Full creative brief and shot list for a cohesive lifestyle photoshoot, then dozens of complementary images in a single pass. Instead of isolated assets, campaigns get a unified visual world — scenes that feel intentional, varied, and brand-specific.

Outcome

Five clients. Dozens of assets. Under twenty dollars.

20–30

Brand-specific assets per campaign

<$20

Generation cost per full set

5

Enterprise clients

We used this system to generate campaign visuals for clients across the spectrum — from early-stage startups like Wingspan to enterprise brands like Checkmarx, SolarWinds, Salesforce, and R1.

For startups, it unlocked custom, campaign-specific illustration systems without the cost of traditional production. For enterprise teams, it enabled visual personalization at a scale that previously required a dedicated design team. Same system, two different value propositions.
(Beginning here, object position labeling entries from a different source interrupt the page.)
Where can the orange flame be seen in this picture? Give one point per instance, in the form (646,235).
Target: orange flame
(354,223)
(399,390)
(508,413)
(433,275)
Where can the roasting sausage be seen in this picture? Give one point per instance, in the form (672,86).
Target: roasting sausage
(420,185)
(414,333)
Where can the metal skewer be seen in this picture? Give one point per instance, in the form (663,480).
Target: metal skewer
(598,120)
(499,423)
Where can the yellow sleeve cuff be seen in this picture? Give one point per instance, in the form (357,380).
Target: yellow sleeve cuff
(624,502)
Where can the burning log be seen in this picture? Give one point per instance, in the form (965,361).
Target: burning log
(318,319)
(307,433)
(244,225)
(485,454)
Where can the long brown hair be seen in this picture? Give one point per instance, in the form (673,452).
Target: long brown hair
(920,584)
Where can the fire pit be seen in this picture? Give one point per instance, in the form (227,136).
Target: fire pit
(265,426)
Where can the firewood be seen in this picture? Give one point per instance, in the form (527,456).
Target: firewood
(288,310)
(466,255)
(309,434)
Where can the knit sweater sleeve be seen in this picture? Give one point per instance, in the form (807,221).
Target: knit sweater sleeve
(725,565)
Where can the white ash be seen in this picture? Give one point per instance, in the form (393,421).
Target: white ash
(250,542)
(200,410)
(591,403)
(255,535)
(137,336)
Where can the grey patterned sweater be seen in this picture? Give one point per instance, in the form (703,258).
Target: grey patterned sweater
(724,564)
Production time compressed from days per visual to hours per campaign. The breakthrough wasn't image generation itself — it was encoding art direction into infrastructure that could scale without losing intent.

The architecture behind this system isn't limited to image generation. The core model — separating aesthetic infrastructure from composition, translating strategy into directed concepts, scaling execution under human oversight — applies across formats, channels, and media. That's the principle Floma was built on, and it's what this system proved.

Checkmarx campaign — a grid of cybersecurity 3D icons generated in the brand's defined visual style

Same system, four distinct brand worlds — each generated from its own style definition.